Historically once the land of farmers and other agricultural workers. Anjou evolved in the 1950s to a more urban culture, and in 1956, Anjou separated from a fellow parish to become Ville d’Anjou. In 2002, it dropped the words “ville de” to become simply Anjou. During the referendums to separate, Anjou did not get the 35% needed to separate from Montreal, so they stayed part of the city.
A notable Anjou landmark includes Les Galeries d’Anjou, the largest shopping mall in Montreal, but what is notable is the literal roads leading to its creation. The construction of the Metropolitan and the highway 25 gradually led to the creation of an industrial park that would lead to the commercial centre’s construction.

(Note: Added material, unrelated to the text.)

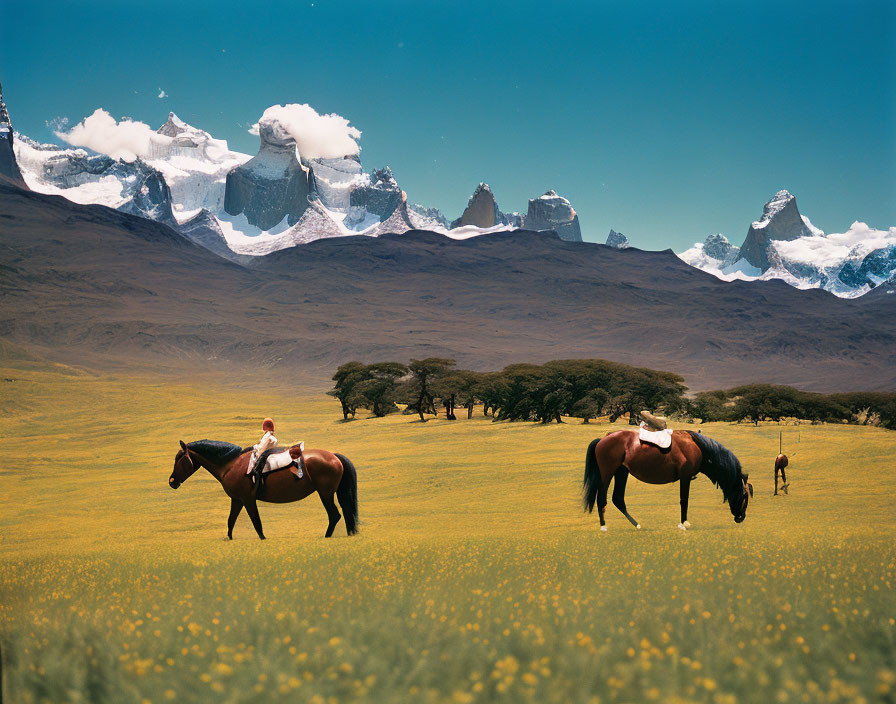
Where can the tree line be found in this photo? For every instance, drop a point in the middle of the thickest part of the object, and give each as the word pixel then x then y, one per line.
pixel 587 389
pixel 583 388
pixel 758 402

Like its fellow comrade in the Montreal boroughs, according to the 2011 census, Anjou also has a large elderly population of 22%; the average age of a citizen living in Anjou is 44.7 years old. Just about forty-two thousand people call Anjou home; 89% of the population speak only one language at work, the language being mostly French. A whopping 96% learned to speak only one language growing up, 67% of that percentage being French. 70% of Anjou’s inhabitants are native Québécois, the next type of people being a growing adult immigrant population from Algeria, Haiti, and Italy. Like their New France ancestors, the vast majority in Anjou are Catholic, with a growing Muslim community (10%).
Anjou’s provincial political district is combined with Mercier-Hochelaga-Maisonneuve to form Anjou-Louis-Riel, a circumscription notable for one of its past MNAs and former Premier Pierre Marc Johnson of the Parti Quebecois. Its federal political district is Honoré-Mercier, which is combined with Rivières-des-Prairies—Pointe-aux-Trembles and a bit of Mercier-Hochelaga-Maisonneuve.